Day: June 9, 2003

  • Linkage

    Christoph Cemper, who I’ve recently started reading, has some great linkage this afternoon:

    • Ars: Intel ships its 1 BILLIONTH processor.  Dr Evil: “One BILLION processors.”
    • TechDirt: Dot-com is making it into the Oxford dictionary, baby!
    • BBC News: The CIA uses 5 year old technology.

    Thanks for sniffing out the links, Christoph.  Keep it up, man!

  • Aggreg8: RSS Aggregator for Mozilla Firebird

    Mental note [via Derek Willis]: look into Aggreg8, a Mozilla Firebird extension for reading RSS feeds.  Judging from the version number (0.0.1), it’s alpha-fantasic, but definately worth checking out.

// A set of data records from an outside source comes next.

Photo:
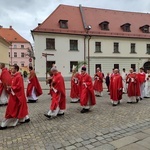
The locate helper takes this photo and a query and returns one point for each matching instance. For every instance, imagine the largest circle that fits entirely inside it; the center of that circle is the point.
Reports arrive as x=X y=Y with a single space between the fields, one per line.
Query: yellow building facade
x=4 y=50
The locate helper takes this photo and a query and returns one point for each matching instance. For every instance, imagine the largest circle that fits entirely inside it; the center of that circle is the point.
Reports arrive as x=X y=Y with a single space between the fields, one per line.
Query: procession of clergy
x=12 y=93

    Of course, I’ll probably never be a two-paned aggregator kind of guy, but it’s worth a look.

    Update:

    Here’s a thumbnail with a full sized image.  The user interface is clean in appearance, but the flow definately needs some work.

  • FreeBSD 5.1-RELEASE

    OSNews:

    FreeBSD 5.1-RELEASE is now available. Release notes for all five architectures, here.

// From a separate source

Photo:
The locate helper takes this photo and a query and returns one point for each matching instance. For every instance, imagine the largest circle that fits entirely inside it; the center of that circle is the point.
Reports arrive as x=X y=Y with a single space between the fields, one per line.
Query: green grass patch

  • Apple Looks to Buy Roxio?

    The Register reports on rumors of Apple wanting to buy Roxio:

    Apple is in talks to buy Napster, Mac rumours site LoopRumors has claimed, citing “reliable sources”.

    Well, not Napster per se but Roxio, the CD burning software specialist, which itself acquired Napster’s assets for $5 million after the peer-to-peer pioneer declared itself bankrupt last summer.

  • Networked Storage Good

    The Register:

    For the first time, networked storage accounted for more than half of worldwide storage revenue in a quarter, IDC said. The networked products took 53 percent of the $4.8 billion in storage sold during the first quarter. This compares to the 42 percent of the market owned by direct-attached systems.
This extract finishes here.